Même si elle ne gère pas de demandes concernant l’immigration comme peut le faire Mme Mourani à titre de députée, la candidate libérale Mélanie Joly s’intéresse aussi au dossier des migrants. « La plus grosse communauté syrienne dans tout le Québec est ici, et 60 % des réfugiés syriens arrivent au Québec », relève-t-elle. Dès son investiture, l’enjeu s’est imposé.
 
Sur une terrasse d’un café italien du quartier Chabanel — un secteur industriel quelle aimerait revitaliser si elle est élue — Mme Joly indique qu’elle aborde beaucoup les questions de politique étrangère avec ses électeurs.
 
« Le Canada doit redevenir le négociateur en chef de la paix dans le monde. Et ça, ç’a beaucoup résonné avec toutes les communautés.

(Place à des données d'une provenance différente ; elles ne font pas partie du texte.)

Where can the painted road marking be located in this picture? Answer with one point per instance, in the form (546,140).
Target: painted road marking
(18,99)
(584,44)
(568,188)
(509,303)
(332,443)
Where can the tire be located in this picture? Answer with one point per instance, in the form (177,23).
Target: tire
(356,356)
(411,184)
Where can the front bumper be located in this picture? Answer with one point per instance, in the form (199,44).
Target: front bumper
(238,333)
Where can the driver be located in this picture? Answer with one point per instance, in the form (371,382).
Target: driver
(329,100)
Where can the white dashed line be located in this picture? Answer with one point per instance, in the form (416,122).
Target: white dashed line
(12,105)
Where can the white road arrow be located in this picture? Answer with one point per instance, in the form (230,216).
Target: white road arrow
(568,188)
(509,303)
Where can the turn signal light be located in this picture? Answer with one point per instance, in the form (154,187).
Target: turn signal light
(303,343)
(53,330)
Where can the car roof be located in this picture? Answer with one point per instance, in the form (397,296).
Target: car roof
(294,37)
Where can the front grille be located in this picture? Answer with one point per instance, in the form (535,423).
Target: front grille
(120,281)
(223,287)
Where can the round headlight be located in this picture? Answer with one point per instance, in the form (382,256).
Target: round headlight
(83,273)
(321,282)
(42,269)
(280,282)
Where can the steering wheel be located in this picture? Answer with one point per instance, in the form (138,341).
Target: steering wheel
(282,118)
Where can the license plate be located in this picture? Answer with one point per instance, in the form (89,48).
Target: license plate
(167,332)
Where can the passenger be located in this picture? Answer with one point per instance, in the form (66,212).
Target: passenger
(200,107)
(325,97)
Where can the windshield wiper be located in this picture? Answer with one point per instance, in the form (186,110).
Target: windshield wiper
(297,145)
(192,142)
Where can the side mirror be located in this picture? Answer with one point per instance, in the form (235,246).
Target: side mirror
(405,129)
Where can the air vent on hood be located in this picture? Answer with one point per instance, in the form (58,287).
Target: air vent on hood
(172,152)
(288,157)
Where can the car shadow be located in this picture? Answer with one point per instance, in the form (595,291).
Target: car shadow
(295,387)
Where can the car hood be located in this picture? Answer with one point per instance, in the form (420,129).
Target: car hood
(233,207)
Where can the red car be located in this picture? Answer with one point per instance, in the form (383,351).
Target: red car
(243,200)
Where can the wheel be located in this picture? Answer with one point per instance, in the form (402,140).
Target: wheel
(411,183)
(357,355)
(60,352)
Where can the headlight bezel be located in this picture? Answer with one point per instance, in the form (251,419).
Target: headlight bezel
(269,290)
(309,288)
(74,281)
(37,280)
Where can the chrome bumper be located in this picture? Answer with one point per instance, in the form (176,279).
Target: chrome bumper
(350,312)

La grande majorité des gens qui sont venus ici sont venus parce qu’il y avait une promesse de terre d’accueil, de paix, de tolérance, d’ouverture, de liberté. » Les gens n’aiment pas la vision de M. Harper, trop militaire, fermée à l’immigration et pas assez multilatérale, croit Mme Joly.
 
Le vote des libéraux en faveur de la loi antiterroriste C-51 du gouvernement conservateur ce printemps pourrait toutefois faire perdre des plumes à la candidate vedette, bien que Justin Trudeau ait assuré qu’un gouvernement libéral amenderait la loi pour y retirer ses éléments les plus controversés.
 
Ce vote a d’ailleurs fait l’objet de questions lors de la table ronde avec les candidats d’Ahuntsic-Cartierville du centre communautaire Laurentien, indique son directeur. La Fédération canado-arabe reproche d’ailleurs aux libéraux leur position sur C-51, peut-on lire sur son site Internet dans un document intitulé « Pour qui voter le 19 octobre ? ». « Le NPD semble être le parti qui servira le mieux le Canada et la population canadienne et [le plus en mesure] d’inverser les effets négatifs que les conservateurs de Stephen Harper ont causés au cours des neuf années au pouvoir », est-il écrit.
 
Le candidat bloquiste Nicolas Bourdon, un enseignant au Collège de Bois-de-Boulogne, croit d’ailleurs que C-51 pourrait nuire à Mme Joly. « Les libéraux font de la salsa, trois pas en avant, trois pas en arrière, en essayant de plaire à tout le monde », a-t-il soutenu en entrevue dans son local électoral de la rue Fleury.
 
M. Bourdon n’est pas plus tendre envers Mme Mourani, qui a claqué la porte de son ancien parti quand elle a été exclue du caucus. « Du jour au lendemain, elle est devenue fédéraliste. Ça, les gens n’ont vraiment pas compris », dit-il.
 
Le candidat conservateur Wiliam Moughrabi n’a pas accordé d’entrevue à La Presse canadienne pour ce portrait de comté.